4.  Do you have a retelling, sequel, or film adaptation?  Why do you enjoy those particular ones over others?

I don’t know if I have one over-arching item that stands out, but certainly within the individual categories I have favorites.

My favorite retelling is Colonel Brandon’s Diary by Amanda Grange. Brandon has a really romantic, dramatic backstory, and it’s all right there in Sense and Sensibility if you look carefully! But Grange did a great job not making it overly melodramatic and unAustenish. When Eliza died in Brandon’s arms, I cried; being on the train at the time, it was kind of embarrassing. But if you ever thought Marianne Dashwood should not have married Brandon because he was a boring old guy in a flannel waistcoat, read his backstory, because it’s as romantic as she could ever have wished. I mean, he fights a duel, for crying out loud!

A sequel I read a long time ago and then re-read quite recently for my Jane Austen book group is Pemberley Shades by D.A. Bonavia-Hunt. It is a really charming sequel to P&P, about four years after the Darcys are married. Lizzy is witty and amusing, just as she ought, and it’s fun to watch Darcy not only take her teasing but actually enjoy it and tease her back—clearly he has learned! Bonavia-Hunt obviously read J.E. Austen-Leigh’s Memoir of his aunt, in which he passed on some tidbits Jane herself let drop about the lives of her characters after the novel ended, and some whimsical bits in her letters about Mrs. Darcy’s and Mrs. Bingley’s favorite colors.

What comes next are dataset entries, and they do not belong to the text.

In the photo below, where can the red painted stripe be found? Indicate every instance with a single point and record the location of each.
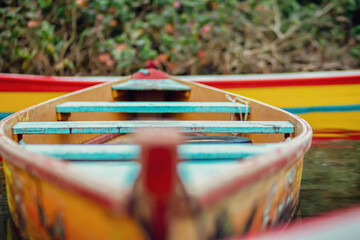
(32, 83)
(254, 83)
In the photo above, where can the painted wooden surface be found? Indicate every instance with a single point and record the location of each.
(243, 197)
(86, 127)
(152, 107)
(127, 152)
(151, 84)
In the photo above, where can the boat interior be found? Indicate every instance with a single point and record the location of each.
(92, 130)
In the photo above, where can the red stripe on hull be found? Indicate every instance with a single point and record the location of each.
(32, 83)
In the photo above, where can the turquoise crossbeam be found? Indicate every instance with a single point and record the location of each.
(90, 127)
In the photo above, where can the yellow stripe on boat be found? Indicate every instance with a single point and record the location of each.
(16, 101)
(300, 96)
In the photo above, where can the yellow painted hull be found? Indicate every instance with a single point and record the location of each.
(288, 97)
(50, 199)
(41, 210)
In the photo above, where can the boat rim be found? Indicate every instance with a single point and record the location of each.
(54, 172)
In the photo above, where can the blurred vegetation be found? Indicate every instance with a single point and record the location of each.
(102, 37)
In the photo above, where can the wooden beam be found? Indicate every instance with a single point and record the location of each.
(90, 127)
(88, 152)
(151, 107)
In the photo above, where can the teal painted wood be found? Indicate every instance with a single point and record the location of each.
(151, 107)
(129, 152)
(151, 85)
(89, 127)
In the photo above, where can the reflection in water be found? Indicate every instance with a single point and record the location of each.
(331, 180)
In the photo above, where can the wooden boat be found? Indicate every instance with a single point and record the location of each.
(236, 172)
(328, 101)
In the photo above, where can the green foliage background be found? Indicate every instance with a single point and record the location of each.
(116, 37)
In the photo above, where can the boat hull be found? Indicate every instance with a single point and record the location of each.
(42, 210)
(328, 101)
(60, 202)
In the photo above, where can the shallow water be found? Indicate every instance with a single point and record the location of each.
(331, 180)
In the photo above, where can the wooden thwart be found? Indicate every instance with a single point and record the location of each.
(151, 107)
(130, 152)
(87, 127)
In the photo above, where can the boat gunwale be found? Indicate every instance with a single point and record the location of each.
(54, 83)
(265, 163)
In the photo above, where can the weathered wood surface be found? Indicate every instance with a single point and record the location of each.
(87, 127)
(218, 151)
(152, 107)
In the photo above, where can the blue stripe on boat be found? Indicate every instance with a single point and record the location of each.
(4, 115)
(128, 152)
(151, 85)
(331, 108)
(151, 107)
(90, 127)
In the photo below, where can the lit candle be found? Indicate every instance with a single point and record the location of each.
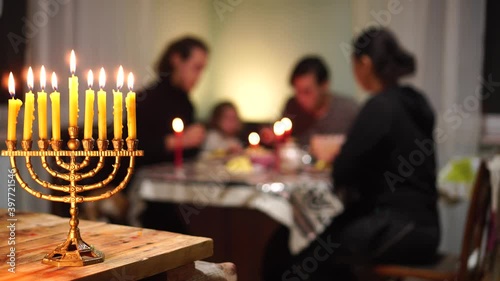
(254, 140)
(101, 105)
(42, 106)
(131, 112)
(279, 130)
(89, 107)
(29, 108)
(55, 99)
(178, 127)
(14, 106)
(288, 126)
(117, 105)
(73, 92)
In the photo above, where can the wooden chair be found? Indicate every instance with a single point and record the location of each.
(455, 268)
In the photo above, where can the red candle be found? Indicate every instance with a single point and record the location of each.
(178, 127)
(279, 131)
(288, 127)
(254, 140)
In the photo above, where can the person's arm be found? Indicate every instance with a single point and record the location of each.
(193, 137)
(371, 126)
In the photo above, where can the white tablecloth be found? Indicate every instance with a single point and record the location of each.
(304, 202)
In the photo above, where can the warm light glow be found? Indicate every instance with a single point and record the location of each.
(43, 77)
(287, 123)
(120, 78)
(12, 85)
(130, 81)
(177, 125)
(102, 78)
(54, 81)
(279, 128)
(253, 138)
(90, 79)
(72, 62)
(30, 78)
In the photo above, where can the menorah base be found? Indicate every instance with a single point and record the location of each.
(74, 252)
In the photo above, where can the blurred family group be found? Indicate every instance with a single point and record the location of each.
(387, 217)
(314, 110)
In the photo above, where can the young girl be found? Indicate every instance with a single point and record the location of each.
(224, 127)
(390, 215)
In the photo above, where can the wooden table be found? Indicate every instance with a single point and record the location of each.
(130, 253)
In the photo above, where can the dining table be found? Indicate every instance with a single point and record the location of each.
(209, 192)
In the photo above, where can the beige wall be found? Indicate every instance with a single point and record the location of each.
(257, 43)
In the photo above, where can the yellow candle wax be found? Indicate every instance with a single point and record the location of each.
(117, 114)
(14, 107)
(42, 107)
(73, 93)
(89, 113)
(118, 106)
(29, 108)
(89, 108)
(55, 98)
(13, 111)
(29, 115)
(131, 111)
(101, 106)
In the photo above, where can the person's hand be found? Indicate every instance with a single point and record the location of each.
(326, 147)
(194, 136)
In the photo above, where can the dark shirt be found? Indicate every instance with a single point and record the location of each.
(157, 106)
(389, 155)
(337, 120)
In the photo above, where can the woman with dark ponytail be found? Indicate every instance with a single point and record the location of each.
(385, 173)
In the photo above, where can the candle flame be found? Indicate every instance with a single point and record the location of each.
(279, 128)
(12, 85)
(90, 79)
(72, 62)
(102, 78)
(253, 138)
(130, 81)
(54, 81)
(119, 78)
(287, 123)
(43, 78)
(30, 78)
(177, 125)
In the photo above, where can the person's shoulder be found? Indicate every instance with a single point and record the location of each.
(344, 101)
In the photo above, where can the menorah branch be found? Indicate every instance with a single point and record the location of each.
(74, 251)
(31, 191)
(52, 172)
(118, 188)
(93, 172)
(41, 182)
(106, 181)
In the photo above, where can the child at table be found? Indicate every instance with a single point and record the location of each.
(224, 127)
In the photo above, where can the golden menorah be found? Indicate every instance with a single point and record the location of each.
(74, 251)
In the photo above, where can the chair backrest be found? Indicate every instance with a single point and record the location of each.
(473, 245)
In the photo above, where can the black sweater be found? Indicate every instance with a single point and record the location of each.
(389, 156)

My favorite film adaptation is the 1995 Persuasion (which is also my favorite Austen novel). While not a perfect adaptation, it is beautiful and romantic and feels very real, and the cast is just marvelous. It’s the only adaptation of Persuasion that doesn’t mess up Captain Wentworth’s gorgeous letter to Anne. Also it makes me want to drink tea, and tea is good for you. They are forever drinking tea in that movie.

Some other books and films I’ve enjoyed that are not directly in those categories are The Jane Austen Book Club (both book and film), Michael Thomas Ford’s book Jane Bites Back, which is a hilarious sort of spoof of the worst excesses of Janeitism that I think Jane herself would have loved, and Laurie Viera Rigler’s books Confessions of a Jane Austen Addict and Rude Awakenings of a Jane Austen Addict. The thing all these have in common is that they celebrate our love of Jane Austen without being twee or overly sentimental.

5.  Beyond reading Austen-related materials, what other books have you read recently and would recommend to others?

Unfortunately I haven’t had much time to read non-Austen-related stuff lately! I read a lot of classics, but in many cases they are books that Austen would have read, so that makes them kind of Austen-related. However, I do recommend them on their own: anything by Fanny Burney, The Mysteries of Udolpho by Anne Radcliffe, and the rest of the “horrid novels” named in Northanger Abbey.

I’m a big fan of Elizabeth Gaskell’s work and there’s a Gaskell Blog that is running a reading challenge for 2011. Austen fans should check it out—I think they would like Gaskell’s work.

My favorite modern book that I’ve read in the last year or so was The Guernsey Literary and Potato Peel Pie Society by Mary Ann Shaffer and Annie Barrows. What a charming, thoroughly delightful book, sweet and romantic and heartbreaking. I just loved it. It’s not a very recent book, but I recommend it highly!

6.  Please describe your ideal writing space versus your current writing space or if you currently have your ideal writing space, please describe it (you can also include a few photos of your favorite aspects of that room).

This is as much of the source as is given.